Beantwoording vragen Peters over het rapport van AIHRC en UNAMA over de slag
bij Chora
07-11-2007 | Kamerstuk | Nederlands Ministerie van Buitenlandse Zaken
In bijlage bieden wij u de antwoorden aan op de schriftelijke vragen
van het lid Peters over het rapport van AIHRC en UNAMA over de slag
bij Chora (Ingezonden 23 oktober 2007, Kenmerk 2070803200).
De minister van Buitenlandse Zaken,
drs. M.J.M. Verhagen
De minister van Defensie,
E. van Middelkoop
De minister voor Ontwikkelingssamenwerking,
drs. A.G. Koenders
2070803200
Antwoorden van de minister van Buitenlandse Zaken, de heer Verhagen,
de minister van Defensie, de heer van Middelkoop en de minister voor
Ontwikkelingssamenwerking, de heer Koenders op vragen van het lid
Peters (GroenLinks) over het rapport van AIHRC en UNAMA over de slag
bij Chora, Uruzgan. (Ingezonden 23 oktober 2007)
Vraag 1
Hebt u kennis genomen van het bericht dat Nederlandse militairen
oorlogsmisdaden hebben begaan in Uruzgan? 1)
Ja, wij hebben kennis genomen van het bericht waaraan u refereert.
Vraag 2
Hoe verklaart u dat belangrijke conclusies van de veldonderzoekers van
de onafhankelijke Afghaanse mensenrechtencommissie Afghanistan
Independent Human Rights Commission (AIHRC) niet in het uiteindelijke
rapport van het hoofdkantoor van AIHRC en United Nations Assistance
Mission in Afghanistan (UNAMA) aan u worden weergegeven?
Het gezamenlijk door UNAMA en AIHRC opgestelde rapport is gebaseerd op
het veldonderzoek van twee UNAMA en vier AIHRC medewerkers. In het
artikel in de Nieuwe Revu geeft één van de veldonderzoekers op
persoonlijke titel zijn visie op de gebeurtenissen rondom Chora. UNAMA
en AIHRC hebben sindsdien bevestigd onverkort achter de conclusies van
het rapport te staan.
Vraag 3
Wat is uw op de conclusie van de in het artikel 2) genoemde
veldonderzoeker dat International Security Assistance Force (ISAF)
artikel 51 van Protocol I aanv ullend bij de Geneefse Conventies en
artikel 13 van aanvullend Protocol II heeft geschonden? Kunt u
uiteenzetten waarom dit niet aan de orde is?

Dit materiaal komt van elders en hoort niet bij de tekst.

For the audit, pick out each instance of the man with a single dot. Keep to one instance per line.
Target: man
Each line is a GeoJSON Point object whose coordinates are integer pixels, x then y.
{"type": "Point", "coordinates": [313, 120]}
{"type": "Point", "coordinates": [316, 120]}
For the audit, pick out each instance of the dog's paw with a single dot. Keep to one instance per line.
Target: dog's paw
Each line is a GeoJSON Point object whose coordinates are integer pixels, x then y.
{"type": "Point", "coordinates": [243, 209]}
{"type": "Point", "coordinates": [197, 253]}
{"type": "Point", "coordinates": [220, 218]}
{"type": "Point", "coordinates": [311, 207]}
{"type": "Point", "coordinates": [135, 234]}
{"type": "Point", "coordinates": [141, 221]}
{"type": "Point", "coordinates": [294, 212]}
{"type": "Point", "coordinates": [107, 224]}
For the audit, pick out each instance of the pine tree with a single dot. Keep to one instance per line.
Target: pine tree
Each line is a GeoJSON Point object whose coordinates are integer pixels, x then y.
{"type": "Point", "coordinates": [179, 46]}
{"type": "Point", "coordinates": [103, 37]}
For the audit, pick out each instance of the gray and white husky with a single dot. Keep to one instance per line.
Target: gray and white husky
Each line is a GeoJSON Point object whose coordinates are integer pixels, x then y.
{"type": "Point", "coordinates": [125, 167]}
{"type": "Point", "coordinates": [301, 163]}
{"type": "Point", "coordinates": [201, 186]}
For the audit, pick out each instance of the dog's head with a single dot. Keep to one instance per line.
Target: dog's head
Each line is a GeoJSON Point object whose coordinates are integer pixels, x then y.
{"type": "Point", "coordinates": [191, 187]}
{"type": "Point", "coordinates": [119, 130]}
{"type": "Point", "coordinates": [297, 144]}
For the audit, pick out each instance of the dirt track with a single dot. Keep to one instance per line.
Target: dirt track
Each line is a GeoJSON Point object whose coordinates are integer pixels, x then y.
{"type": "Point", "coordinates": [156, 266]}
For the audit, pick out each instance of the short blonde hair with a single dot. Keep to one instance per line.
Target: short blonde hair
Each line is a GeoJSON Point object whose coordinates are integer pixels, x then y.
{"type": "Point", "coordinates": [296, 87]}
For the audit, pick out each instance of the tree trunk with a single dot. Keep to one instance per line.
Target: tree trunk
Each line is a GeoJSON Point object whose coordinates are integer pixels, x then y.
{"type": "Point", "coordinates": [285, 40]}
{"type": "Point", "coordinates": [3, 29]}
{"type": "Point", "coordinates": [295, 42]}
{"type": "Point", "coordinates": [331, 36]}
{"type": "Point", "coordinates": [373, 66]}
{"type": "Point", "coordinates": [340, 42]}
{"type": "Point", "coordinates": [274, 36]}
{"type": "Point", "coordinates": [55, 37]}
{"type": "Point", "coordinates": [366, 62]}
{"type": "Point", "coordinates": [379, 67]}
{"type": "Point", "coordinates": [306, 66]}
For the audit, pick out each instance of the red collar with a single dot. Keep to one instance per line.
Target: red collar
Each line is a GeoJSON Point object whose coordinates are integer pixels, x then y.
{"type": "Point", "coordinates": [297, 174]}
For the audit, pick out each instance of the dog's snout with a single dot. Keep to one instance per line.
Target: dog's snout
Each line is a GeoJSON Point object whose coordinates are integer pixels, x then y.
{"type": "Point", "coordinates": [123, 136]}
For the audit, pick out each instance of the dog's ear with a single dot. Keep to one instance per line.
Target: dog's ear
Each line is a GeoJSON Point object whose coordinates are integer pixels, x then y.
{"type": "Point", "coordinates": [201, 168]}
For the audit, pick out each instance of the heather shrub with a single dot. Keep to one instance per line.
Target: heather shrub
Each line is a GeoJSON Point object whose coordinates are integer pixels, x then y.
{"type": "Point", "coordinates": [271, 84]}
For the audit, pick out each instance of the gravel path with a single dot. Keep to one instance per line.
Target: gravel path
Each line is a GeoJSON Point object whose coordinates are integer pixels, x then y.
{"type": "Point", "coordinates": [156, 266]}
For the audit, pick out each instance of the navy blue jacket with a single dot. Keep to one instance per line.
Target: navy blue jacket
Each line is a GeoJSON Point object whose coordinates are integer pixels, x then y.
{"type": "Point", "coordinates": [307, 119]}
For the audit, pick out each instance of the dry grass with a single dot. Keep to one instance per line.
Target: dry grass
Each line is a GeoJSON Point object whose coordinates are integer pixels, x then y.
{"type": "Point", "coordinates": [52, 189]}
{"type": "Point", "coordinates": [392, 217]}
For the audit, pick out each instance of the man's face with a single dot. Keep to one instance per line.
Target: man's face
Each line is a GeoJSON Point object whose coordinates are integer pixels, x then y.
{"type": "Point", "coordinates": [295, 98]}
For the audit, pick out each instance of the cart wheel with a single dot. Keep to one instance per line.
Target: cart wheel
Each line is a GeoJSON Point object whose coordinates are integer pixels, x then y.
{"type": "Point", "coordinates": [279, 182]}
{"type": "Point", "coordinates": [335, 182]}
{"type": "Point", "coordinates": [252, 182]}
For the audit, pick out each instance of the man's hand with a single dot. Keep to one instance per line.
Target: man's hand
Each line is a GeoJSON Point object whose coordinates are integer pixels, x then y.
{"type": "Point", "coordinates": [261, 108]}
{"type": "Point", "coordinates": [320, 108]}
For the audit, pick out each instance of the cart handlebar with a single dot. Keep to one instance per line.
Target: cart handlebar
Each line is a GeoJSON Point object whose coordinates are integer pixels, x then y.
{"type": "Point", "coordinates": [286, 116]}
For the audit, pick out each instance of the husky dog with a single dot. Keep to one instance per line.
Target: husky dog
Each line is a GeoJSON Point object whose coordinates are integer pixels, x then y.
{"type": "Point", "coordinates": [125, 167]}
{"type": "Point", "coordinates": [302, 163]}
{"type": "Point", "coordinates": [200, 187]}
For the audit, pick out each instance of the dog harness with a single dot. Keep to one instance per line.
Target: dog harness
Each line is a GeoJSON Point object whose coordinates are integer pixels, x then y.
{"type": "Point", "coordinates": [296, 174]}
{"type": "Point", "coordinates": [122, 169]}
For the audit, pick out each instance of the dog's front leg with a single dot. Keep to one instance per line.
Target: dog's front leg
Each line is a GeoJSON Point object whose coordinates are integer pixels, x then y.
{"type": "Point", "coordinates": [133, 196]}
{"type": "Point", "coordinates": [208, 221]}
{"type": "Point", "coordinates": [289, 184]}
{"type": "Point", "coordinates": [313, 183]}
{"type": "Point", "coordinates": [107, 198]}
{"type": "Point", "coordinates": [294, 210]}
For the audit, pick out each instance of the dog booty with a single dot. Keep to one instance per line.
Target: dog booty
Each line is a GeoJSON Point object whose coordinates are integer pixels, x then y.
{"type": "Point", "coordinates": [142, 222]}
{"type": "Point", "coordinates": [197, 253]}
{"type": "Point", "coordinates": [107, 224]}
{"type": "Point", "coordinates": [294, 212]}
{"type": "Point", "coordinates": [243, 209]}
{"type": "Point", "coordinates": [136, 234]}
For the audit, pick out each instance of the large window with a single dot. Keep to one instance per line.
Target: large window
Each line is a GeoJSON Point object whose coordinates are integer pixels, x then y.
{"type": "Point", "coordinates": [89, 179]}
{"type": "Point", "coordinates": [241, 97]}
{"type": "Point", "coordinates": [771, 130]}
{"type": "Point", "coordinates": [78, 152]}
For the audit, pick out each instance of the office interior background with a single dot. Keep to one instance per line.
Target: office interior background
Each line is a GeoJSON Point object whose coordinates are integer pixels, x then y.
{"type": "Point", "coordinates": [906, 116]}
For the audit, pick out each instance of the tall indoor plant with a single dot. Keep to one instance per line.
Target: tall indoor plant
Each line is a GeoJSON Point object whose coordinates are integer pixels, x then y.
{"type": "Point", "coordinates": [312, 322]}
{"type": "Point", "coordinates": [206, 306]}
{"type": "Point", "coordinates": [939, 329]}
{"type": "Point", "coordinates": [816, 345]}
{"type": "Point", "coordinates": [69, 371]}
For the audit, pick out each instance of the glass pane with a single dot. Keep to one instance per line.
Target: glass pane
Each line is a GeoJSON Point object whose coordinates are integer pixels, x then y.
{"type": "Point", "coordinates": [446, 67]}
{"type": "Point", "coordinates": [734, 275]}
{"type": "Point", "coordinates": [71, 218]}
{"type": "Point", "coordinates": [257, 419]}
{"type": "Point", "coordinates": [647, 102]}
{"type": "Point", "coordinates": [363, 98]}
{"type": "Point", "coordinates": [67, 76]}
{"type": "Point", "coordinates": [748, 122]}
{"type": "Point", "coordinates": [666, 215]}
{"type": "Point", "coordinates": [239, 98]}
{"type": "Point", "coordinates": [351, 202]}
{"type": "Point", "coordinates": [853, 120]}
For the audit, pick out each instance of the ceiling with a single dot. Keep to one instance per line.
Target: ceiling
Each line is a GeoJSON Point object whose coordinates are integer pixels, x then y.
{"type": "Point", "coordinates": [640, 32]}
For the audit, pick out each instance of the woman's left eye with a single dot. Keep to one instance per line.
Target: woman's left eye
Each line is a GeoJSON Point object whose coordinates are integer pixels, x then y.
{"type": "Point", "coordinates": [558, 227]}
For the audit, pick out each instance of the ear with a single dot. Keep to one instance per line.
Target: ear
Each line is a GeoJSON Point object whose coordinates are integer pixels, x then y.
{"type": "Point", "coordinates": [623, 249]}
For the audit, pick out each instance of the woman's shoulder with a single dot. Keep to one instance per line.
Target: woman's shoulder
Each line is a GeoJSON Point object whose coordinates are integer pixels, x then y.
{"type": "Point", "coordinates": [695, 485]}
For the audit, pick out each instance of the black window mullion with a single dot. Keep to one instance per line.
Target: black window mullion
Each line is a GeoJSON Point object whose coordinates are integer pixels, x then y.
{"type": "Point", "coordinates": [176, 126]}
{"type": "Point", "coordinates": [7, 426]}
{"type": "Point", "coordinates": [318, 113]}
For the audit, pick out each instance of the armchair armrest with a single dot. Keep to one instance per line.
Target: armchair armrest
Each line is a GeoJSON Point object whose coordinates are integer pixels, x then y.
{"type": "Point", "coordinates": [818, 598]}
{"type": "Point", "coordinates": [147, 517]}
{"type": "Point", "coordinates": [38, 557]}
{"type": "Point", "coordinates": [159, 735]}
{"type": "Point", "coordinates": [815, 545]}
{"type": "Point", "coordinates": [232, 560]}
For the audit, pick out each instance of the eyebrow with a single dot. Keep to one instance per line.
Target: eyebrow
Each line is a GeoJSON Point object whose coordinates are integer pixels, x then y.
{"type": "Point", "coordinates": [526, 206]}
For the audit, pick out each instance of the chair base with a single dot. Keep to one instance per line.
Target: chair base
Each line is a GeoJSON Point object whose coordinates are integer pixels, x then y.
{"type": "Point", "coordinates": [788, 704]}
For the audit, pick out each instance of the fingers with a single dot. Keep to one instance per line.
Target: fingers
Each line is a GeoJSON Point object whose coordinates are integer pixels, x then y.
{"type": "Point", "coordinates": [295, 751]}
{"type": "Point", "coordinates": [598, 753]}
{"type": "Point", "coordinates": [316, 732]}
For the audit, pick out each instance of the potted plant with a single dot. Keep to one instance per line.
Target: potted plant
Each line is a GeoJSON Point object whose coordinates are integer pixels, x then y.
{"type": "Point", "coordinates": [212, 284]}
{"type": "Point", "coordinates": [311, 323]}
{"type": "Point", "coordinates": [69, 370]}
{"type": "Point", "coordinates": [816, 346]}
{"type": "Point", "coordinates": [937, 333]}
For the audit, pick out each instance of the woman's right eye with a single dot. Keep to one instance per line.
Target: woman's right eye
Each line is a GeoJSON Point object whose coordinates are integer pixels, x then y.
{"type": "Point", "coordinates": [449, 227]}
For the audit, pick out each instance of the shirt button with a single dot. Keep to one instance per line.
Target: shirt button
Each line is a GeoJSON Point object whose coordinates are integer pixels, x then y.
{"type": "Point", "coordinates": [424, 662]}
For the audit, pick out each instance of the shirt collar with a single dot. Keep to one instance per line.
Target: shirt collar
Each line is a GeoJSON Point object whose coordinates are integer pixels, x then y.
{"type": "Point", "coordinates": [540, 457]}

Artikel 51 van het Eerste Aanvullende Protocol bij de Verdragen van
Genève, dat van toepassing is op internationale gewapende conflicten,
bevat de regel dat burgers bescherming genieten tegen uit militaire
operaties voortvloeiende gevaren en niet mogen worden aangevallen. Het
artikel bevat een aantal bepalingen die deze hoofdregel verder
uitwerken. Eén van deze bepalingen betreft het
proportionaliteitsbeginsel, dat wil zeggen het beginsel dat de
verwachte nevenschade bij het aanvallen van een legitiem militair doel
niet buiten verhouding mag staan tot het verwachte militaire voordeel.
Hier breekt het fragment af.